Let me let you in on a little inside info. McAfee has a solution, but due to the size of the company does not apply it. as a part of the former Endeavor Security Team I’m working on the shell-code locator. this is my own project here and some modules were integrated into Active Malware Protection commercial product, now renamed to NTR. and it works!!! it did catch the worm giving the green flag (means: 99% chances of invasion).
long before McAfee exposed the interest to it, the locator was demonstrated to NDS company (Jerusalem, Israel), Sec++ Group (Tel-Aviv, Israel), Sense-Post company (Pretoria, South Africa), Soft-Forum (Seoul, South Korea) and many other hackers, so, basically, it’s a collective solution. it’s not only about me and my ideas… yeah, it was my idea from the beginning, but it has been improved over the discussions, and of course it was discussed inside our company, big thanks to Alice Chang, Kun Luo, Zheng Bu, Yichong Lin, Vitaly Zaytsev and many others.
ok, lets take the shell-code locator, feed the worm to it and check out what the heuristic module says:
+DETECTED FSTENV-based encoder @ 000002ABh
+KRNL32 BASE ADDR PEB FINDER @ 00000319h
XOR key: B9 8E A9 13 (13A98EB9h)
in fast, there is an encoder and the rest of the worm is encrypted, but it does not help the worm to escape. my shell-code locator was designed to perform heuristic search inside encrypted steams, without decrypting them, without emulation and of course without brute forcing because we should care about resources and we just don’t have enough CPU power for virtualization of any kind.

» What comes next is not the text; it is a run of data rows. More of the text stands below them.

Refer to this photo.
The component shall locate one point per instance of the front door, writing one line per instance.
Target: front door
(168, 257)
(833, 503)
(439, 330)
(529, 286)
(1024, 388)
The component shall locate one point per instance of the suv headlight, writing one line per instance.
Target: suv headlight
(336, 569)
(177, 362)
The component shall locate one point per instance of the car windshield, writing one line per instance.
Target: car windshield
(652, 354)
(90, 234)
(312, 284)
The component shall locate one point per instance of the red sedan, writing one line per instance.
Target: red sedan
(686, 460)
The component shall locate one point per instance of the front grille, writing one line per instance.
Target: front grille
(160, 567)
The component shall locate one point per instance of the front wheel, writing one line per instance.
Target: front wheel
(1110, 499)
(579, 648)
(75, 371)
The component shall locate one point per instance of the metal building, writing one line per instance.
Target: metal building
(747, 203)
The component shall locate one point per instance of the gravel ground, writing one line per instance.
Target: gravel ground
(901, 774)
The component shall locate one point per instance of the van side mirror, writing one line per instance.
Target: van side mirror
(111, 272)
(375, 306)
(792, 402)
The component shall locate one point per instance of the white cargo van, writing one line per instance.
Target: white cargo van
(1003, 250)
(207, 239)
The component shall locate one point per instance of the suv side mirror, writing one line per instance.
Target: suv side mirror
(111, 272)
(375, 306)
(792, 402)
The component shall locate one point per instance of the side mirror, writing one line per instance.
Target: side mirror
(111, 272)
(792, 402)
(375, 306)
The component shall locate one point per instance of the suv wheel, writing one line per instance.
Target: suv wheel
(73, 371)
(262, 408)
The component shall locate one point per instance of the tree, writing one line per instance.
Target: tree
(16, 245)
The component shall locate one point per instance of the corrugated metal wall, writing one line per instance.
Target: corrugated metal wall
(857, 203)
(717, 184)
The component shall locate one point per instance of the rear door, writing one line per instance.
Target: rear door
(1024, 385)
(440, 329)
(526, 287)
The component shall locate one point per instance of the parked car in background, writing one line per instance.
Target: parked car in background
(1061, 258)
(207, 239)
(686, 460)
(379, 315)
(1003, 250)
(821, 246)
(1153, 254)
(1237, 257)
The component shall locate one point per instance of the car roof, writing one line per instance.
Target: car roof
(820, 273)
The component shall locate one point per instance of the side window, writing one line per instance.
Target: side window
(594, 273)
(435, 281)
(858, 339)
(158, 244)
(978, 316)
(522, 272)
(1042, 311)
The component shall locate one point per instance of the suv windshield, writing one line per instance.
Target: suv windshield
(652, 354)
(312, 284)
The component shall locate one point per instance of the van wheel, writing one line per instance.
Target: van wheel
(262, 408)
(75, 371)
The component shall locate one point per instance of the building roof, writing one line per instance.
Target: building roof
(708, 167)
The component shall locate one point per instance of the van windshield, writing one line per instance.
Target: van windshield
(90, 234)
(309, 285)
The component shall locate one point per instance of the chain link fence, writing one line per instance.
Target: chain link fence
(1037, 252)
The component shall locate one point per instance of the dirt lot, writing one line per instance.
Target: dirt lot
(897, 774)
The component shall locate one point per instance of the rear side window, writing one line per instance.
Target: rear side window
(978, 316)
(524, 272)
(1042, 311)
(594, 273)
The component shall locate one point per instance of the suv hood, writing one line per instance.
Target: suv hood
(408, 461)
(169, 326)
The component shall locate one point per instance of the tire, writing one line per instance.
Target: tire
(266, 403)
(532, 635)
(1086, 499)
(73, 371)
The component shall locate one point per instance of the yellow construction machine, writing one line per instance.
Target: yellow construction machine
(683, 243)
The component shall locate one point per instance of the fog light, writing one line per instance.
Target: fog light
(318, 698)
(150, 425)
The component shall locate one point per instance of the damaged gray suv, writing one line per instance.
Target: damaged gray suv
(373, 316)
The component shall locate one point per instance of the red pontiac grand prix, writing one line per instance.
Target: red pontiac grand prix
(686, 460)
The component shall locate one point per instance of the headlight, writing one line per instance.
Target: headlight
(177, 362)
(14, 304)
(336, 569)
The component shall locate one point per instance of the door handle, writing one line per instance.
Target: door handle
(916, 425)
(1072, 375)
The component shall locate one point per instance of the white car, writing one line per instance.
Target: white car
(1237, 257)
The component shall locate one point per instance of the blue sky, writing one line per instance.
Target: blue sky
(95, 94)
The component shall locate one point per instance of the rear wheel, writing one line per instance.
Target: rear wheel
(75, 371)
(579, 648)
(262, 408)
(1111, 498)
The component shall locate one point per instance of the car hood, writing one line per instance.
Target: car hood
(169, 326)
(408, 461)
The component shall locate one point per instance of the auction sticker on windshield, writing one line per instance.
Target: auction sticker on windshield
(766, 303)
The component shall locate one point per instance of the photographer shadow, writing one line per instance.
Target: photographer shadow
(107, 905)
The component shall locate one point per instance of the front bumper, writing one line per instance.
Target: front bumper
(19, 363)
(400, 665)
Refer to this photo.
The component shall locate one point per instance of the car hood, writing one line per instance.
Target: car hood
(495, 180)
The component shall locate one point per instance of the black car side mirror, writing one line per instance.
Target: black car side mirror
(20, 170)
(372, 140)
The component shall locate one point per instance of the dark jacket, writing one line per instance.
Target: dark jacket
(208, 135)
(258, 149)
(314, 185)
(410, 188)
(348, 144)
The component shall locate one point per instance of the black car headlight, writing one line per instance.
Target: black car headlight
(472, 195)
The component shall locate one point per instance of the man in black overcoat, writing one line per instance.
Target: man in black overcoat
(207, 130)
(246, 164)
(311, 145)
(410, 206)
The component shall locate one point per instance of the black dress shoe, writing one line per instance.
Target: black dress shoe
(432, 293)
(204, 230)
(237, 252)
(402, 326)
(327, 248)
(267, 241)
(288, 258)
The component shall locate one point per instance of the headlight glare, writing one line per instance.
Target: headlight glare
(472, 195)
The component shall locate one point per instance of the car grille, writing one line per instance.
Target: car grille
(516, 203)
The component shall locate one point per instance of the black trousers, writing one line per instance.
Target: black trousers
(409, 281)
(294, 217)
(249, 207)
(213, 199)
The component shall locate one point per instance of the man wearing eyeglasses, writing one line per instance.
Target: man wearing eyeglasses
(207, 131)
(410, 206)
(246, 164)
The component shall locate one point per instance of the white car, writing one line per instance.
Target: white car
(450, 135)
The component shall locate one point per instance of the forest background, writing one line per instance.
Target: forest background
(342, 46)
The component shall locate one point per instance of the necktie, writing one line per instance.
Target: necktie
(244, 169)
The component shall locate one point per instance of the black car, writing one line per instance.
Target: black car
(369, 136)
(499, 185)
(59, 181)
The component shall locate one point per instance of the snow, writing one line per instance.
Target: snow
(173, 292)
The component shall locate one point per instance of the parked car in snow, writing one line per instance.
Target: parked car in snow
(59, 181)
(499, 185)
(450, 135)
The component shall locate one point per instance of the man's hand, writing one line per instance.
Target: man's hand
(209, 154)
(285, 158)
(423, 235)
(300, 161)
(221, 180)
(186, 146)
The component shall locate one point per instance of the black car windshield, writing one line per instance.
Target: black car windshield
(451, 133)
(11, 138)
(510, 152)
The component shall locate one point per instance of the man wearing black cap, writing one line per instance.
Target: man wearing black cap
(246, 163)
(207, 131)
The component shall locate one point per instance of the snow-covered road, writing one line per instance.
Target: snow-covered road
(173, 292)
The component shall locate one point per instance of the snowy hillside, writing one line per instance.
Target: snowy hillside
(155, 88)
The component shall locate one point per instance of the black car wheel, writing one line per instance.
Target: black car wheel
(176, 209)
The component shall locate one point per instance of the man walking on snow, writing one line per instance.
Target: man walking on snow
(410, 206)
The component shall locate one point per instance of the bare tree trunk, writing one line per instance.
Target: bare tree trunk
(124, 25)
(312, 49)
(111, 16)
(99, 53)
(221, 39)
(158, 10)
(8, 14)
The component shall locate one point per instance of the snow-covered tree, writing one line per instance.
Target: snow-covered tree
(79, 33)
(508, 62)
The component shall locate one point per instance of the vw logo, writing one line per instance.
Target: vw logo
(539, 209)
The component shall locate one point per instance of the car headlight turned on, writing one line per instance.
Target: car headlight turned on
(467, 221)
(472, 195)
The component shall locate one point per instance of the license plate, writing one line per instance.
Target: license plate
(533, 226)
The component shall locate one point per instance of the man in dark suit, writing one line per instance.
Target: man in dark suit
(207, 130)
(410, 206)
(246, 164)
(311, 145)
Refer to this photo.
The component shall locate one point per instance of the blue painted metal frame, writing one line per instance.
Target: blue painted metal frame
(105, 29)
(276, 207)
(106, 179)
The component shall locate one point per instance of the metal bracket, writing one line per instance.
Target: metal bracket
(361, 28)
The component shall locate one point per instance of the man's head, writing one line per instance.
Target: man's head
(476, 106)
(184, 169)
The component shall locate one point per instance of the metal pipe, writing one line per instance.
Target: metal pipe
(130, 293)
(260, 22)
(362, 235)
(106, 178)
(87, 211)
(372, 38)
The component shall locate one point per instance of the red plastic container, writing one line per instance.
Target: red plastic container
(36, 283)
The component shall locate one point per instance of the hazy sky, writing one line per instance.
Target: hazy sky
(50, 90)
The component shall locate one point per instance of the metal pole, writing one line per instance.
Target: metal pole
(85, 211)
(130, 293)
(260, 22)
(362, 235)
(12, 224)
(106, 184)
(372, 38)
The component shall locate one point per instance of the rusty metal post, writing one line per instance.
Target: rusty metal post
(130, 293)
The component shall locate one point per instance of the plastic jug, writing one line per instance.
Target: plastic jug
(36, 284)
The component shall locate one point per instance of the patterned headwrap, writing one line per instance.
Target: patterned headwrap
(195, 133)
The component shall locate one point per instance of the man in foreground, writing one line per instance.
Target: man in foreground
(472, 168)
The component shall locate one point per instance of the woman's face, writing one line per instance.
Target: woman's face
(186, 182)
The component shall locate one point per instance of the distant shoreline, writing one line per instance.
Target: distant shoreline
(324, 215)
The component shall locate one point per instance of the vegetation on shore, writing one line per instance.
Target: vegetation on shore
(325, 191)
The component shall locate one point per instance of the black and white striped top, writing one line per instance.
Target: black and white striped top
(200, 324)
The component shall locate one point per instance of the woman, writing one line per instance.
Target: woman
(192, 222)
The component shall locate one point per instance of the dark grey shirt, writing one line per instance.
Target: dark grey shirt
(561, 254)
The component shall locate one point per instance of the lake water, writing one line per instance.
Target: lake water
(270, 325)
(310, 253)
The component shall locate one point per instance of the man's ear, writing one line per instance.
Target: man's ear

well, lets load the worm into HIEW and see the encoder with your own eyes (the picture bellow). wow! indeed, the encoder is located at the same address, but… it uses another key. just look at the following code (taken from the encoder) “XOR D, [EBX+13], 0A98EB913” and compare the key with my shell-code locator outputs: 13A98EB9h.
is my locator wrong?! not at all! because A98EB913h and 13A98EB9h is the same key, just rotated by 8bit. since, XOR is a stream operation, no matter which byte is first and which is the second if the offset is given. if we apply A98EB913h at 318h offset - we get the same result.
it proofs that my shell-code locator does not look for “XOR” in order to extract the immediate DWORD, (the plain key). my shell-code locator does need in it at all. if the encoder is missed or not recognized - never mind! isn’t impressive?
however, at this moment URI decoder (Chinese worm keeps the shell-code inside an unescaped string) is still under construction (pre-pre alpha stage of development), so the worm was caught by the internal version of the shell-code locator, but it inspires me to continue working on it.